Unprojected lat-long data (left) and projected data (right). The origin on the right is 0,0 like we'd expect for our false origin.

In [None]:
# states by area (square degrees???)
contiguous_states = contiguous_states.copy() #bc we sliced this from states gdf earlier
contiguous_states['area'] = contiguous_states.area
contiguous_states.sort_values('area', ascending=False).head()[['STATE_NAME', 'area']]

In [None]:
# states by area (sq km!!!)
contiguous_states_proj = contiguous_states.to_crs(albers_usa)
contiguous_states_proj['area'] = contiguous_states_proj.area / 1e9 # sq meters -> sq km
contiguous_states_proj.sort_values('area', ascending=False).head()[['STATE_NAME', 'area']]

In [None]:
# now it's your turn
# dissolve the states into their regions. which region is the smallest? what is its area in square km?


## 4. Simple Mapping

In [None]:
ax = contiguous_states_proj.plot(column='area', cmap='viridis', scheme='quantiles',
                                 edgecolor='k', linewidth=0.25)

In [None]:
fig, ax = plt.subplots()
ax = contiguous_states_proj.plot(ax=ax, column='area', cmap='viridis', scheme='quantiles',
                                 edgecolor='k', linewidth=0.25)
ax.axis('off')
fig.savefig('data/map.png', dpi=600)
plt.show()

We'll be doing more mapping, and interactive mapping, next week.
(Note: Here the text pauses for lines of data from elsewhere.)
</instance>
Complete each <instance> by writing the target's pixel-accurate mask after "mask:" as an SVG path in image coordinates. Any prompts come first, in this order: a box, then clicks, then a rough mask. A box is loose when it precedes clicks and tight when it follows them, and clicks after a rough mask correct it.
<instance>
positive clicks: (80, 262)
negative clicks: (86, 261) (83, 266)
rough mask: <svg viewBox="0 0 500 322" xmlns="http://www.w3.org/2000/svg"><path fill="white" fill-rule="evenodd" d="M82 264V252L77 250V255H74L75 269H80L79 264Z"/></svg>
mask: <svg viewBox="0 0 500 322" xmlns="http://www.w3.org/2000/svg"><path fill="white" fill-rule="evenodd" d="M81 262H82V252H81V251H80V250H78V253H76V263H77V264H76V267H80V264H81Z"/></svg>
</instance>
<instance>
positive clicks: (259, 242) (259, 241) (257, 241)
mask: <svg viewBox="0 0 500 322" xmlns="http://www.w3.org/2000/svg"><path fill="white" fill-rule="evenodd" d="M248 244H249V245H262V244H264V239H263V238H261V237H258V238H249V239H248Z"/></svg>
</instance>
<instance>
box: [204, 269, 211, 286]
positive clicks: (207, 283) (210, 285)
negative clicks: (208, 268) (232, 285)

## 5. Spatial joins and spatial indexes

In [None]:
rents = pd.read_csv('data/listings.csv')
len(rents)

In [None]:
rents = gpd.GeoDataFrame(rents)
rents['geometry'] = rents.apply(lambda row: Point(row['longitude'], row['latitude']), axis=1)
rents.crs = original_crs
rents.head()

In [None]:
rents.crs == contiguous_states.crs

In [None]:
rents = rents.to_crs(contiguous_states.crs)

In [None]:
rents_states = gpd.sjoin(rents, contiguous_states, how='left', op='within')

In [None]:
groups = rents_states.groupby('STATE_NAME')

In [None]:
# which states have the highest median rents?
groups['rent'].median().sort_values(ascending=False).head()

In [None]:
# which states have the most bedrooms/unit in the listings?
groups['bedrooms'].mean().sort_values(ascending=False).head()

### spatial indexing

In [None]:
geometry = states[states['STATE_NAME']=='Massachusetts']['geometry'].iloc[0]
geometry

In [None]:
%%time
matches = rents.intersects(geometry)

In [None]:
sindex = rents.sindex

In [None]:
%%time
possible_matches_index = list(sindex.intersection(geometry.bounds))
possible_matches = rents.iloc[possible_matches_index]
precise_matches = possible_matches[possible_matches.intersects(geometry)]

## In-class workshop

1. Download census tract boundaries and county boundaries for some state from [TIGER](https://www.census.gov/geographies/mapping-files/time-series/geo/tiger-line-file.html)
2. Load them with geopandas
3. Create a choropleth map, colored by some attribute in the shapefile
4. Spatial join the rental listings to the tracts
5. Which tract in your state has the highest median rent?
6. Spatial join tracts to counties
7. Dissolve your tracts into counties
8. Which county in your state has the highest median rent?